DOMAIN ADAPTATOR

This repository contains the source code used for performing Domanin Adaptation for the following languages:

  • Dutch
  • English
  • German
  • Italian
  • Spanish
  • French

We implemented a custom version of the method presented by Huang, R and & Riloff, E. (2010, July).

Requirements

  • Java 1.7 or newer

Development requirements:

  • Maven

Installation

Execute the ./INSTALL.sh file:

    ./INSTALL.sh

This will install both the required custom libSVM library and the domain adatation tool.

Configure

In the config folder, there are some configuration files:

  • language.conf: this file configures the languages supported by the Domain Adaptation Tool. Each line must be formatted like this: LANGUAGE=ISO_639-1_Code             For example: ENGLISH=en
  • ner.conf: This file configures location ner model paths for each language.

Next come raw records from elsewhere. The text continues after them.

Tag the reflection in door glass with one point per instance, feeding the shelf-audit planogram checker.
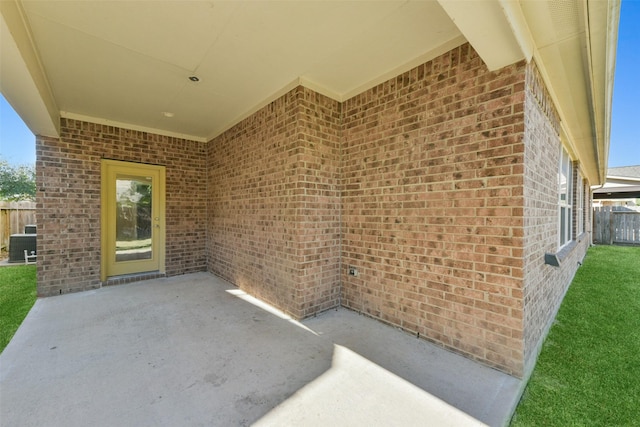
(133, 219)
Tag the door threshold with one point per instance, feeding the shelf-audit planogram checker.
(130, 278)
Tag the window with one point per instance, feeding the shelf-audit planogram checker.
(565, 199)
(579, 205)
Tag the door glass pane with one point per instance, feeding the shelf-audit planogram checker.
(133, 218)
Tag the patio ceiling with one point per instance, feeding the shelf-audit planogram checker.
(128, 63)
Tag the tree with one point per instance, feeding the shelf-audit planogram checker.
(17, 182)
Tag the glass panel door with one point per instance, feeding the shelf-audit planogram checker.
(134, 212)
(132, 218)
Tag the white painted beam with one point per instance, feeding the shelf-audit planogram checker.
(496, 29)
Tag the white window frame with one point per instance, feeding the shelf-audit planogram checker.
(565, 199)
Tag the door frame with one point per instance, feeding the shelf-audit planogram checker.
(105, 166)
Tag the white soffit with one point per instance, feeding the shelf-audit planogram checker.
(495, 29)
(22, 81)
(576, 67)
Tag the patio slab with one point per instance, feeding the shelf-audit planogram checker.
(194, 350)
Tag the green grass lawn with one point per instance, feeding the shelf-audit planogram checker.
(17, 296)
(588, 373)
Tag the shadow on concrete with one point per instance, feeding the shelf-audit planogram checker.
(192, 350)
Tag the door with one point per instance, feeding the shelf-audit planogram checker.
(132, 218)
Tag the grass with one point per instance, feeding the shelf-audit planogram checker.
(589, 369)
(17, 296)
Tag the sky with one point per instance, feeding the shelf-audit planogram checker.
(17, 143)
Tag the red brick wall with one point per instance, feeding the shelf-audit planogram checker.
(433, 165)
(68, 198)
(545, 285)
(274, 203)
(439, 186)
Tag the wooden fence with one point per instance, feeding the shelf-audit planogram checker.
(616, 225)
(13, 217)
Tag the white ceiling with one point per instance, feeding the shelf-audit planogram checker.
(127, 63)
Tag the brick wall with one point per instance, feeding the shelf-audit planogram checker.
(433, 205)
(68, 200)
(544, 285)
(274, 203)
(439, 186)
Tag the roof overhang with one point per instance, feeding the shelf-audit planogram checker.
(66, 59)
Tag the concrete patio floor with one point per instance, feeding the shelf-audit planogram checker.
(194, 350)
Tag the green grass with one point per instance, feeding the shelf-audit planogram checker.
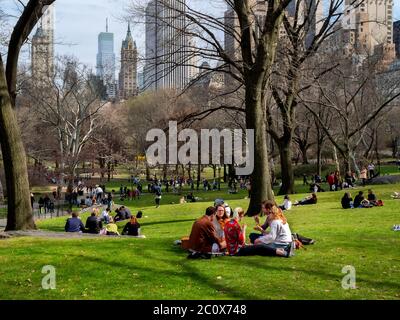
(153, 268)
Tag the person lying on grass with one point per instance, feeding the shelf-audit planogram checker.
(312, 199)
(277, 242)
(203, 238)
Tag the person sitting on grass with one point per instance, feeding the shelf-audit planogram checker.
(287, 204)
(132, 228)
(347, 201)
(190, 197)
(112, 228)
(395, 195)
(219, 221)
(358, 199)
(372, 197)
(258, 227)
(203, 239)
(309, 200)
(235, 235)
(88, 202)
(74, 224)
(277, 242)
(93, 223)
(121, 214)
(105, 216)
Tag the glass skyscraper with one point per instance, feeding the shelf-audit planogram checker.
(106, 62)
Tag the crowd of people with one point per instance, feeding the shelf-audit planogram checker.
(105, 224)
(219, 232)
(360, 201)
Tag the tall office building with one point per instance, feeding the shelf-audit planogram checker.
(368, 24)
(396, 37)
(106, 62)
(42, 53)
(128, 86)
(169, 55)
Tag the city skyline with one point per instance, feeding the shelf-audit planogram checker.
(80, 38)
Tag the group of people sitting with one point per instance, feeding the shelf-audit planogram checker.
(360, 201)
(105, 224)
(218, 232)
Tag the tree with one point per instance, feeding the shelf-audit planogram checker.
(356, 95)
(250, 66)
(69, 103)
(19, 216)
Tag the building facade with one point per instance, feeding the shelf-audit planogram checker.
(168, 58)
(128, 84)
(106, 62)
(42, 51)
(396, 37)
(367, 25)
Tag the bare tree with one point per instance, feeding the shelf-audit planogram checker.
(250, 66)
(18, 194)
(69, 103)
(356, 97)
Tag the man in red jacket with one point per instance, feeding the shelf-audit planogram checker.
(331, 181)
(203, 236)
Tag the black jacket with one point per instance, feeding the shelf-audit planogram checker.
(131, 229)
(93, 225)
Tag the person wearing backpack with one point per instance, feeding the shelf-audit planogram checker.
(157, 197)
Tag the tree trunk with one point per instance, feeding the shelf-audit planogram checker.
(1, 192)
(19, 215)
(147, 172)
(225, 174)
(198, 175)
(319, 159)
(286, 168)
(165, 170)
(336, 159)
(255, 119)
(304, 156)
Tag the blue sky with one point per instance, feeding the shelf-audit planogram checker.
(78, 23)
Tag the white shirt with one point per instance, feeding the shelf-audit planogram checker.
(287, 204)
(104, 214)
(279, 233)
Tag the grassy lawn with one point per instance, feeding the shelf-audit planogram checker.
(154, 268)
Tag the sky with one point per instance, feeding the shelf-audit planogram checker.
(78, 23)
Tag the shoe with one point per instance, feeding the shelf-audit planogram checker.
(290, 250)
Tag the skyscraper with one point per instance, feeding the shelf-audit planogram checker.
(106, 61)
(42, 53)
(169, 55)
(369, 24)
(128, 85)
(396, 37)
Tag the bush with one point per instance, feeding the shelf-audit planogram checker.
(307, 169)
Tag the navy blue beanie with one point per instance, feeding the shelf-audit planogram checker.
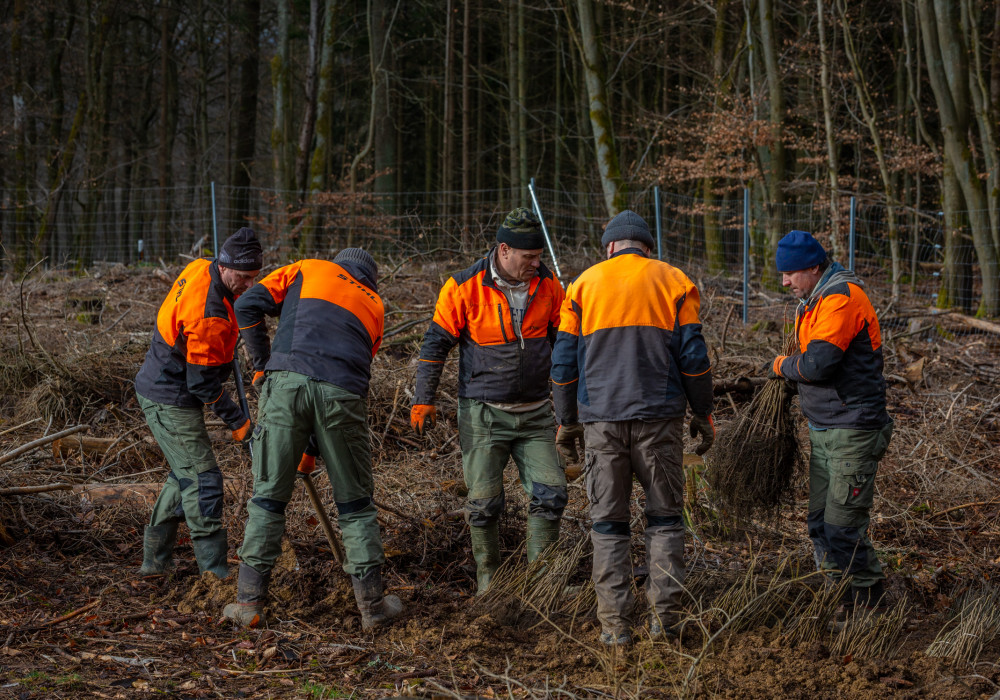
(798, 251)
(628, 226)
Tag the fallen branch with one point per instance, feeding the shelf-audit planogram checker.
(22, 490)
(966, 505)
(41, 442)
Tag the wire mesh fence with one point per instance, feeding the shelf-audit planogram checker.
(704, 236)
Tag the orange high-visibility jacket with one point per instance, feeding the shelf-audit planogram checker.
(330, 325)
(494, 365)
(630, 344)
(839, 363)
(192, 350)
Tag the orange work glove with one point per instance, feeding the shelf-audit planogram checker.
(307, 464)
(705, 426)
(567, 436)
(242, 434)
(422, 417)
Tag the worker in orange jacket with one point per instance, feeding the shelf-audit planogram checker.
(629, 359)
(503, 313)
(838, 371)
(190, 357)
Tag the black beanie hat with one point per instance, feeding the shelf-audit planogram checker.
(361, 258)
(242, 251)
(521, 229)
(628, 226)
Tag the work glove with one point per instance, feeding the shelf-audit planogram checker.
(768, 369)
(705, 426)
(307, 464)
(422, 417)
(566, 439)
(244, 432)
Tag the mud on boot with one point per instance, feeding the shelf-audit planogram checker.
(251, 595)
(158, 548)
(211, 553)
(486, 552)
(376, 609)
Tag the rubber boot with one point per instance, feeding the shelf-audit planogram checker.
(211, 552)
(376, 609)
(542, 533)
(251, 595)
(158, 548)
(486, 552)
(665, 583)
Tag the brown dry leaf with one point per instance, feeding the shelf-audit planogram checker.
(914, 372)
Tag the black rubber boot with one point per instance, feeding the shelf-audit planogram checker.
(486, 552)
(376, 608)
(158, 548)
(211, 553)
(251, 595)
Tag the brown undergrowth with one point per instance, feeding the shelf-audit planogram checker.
(77, 620)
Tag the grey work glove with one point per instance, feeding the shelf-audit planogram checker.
(566, 439)
(705, 426)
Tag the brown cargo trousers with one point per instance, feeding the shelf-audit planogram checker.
(652, 451)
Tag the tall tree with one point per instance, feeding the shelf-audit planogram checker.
(246, 119)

Location ner model paths are used for gazetteer feature extraction. Each line must be formatted like this: LANGUAGE=model_path             For example: ENGLISH=./ner_models/en-ner.bin

  • np_rules.conf: This file configures NP rule paths for each language. It is not required if all features are not needed. Each line must be formatted like this: LANGUAGE=np_rule_path             For example: ENGLISH=./np_rules/en_np.rules

NP rules

As previouly said, NP rules are not required if all features are not needed. For the NP rules files, NP rules are sets of PoS tags. The rules are processed in descending order, and first matching rule is choosen. For the head of each rule, put a ‘*’ character after the PoS tag. The PoS tags are the following:

    N: Common noun    V: Verb
    R: Proper noun    P: Preposition
    Q: Pronoun        A: Adverb
    D: Determiner     C: Conjunction
    G: Adjective      O: Other

If there is more than one option for a PoS tag, put a ‘/’ char between each PoS tag.

For example: D D N/R*

Named Entity rules

At src/main/resources/entity.rules file, there are several rules to detect entities compound by several terms. These rules are sets of PoS rules. You can change them as you wish.

For example: R R

Usage

To execute the Domain Adaptation Tool execute this command:

    java -jar target/Bootstrapping-0.0.1.jar [OPTIONS]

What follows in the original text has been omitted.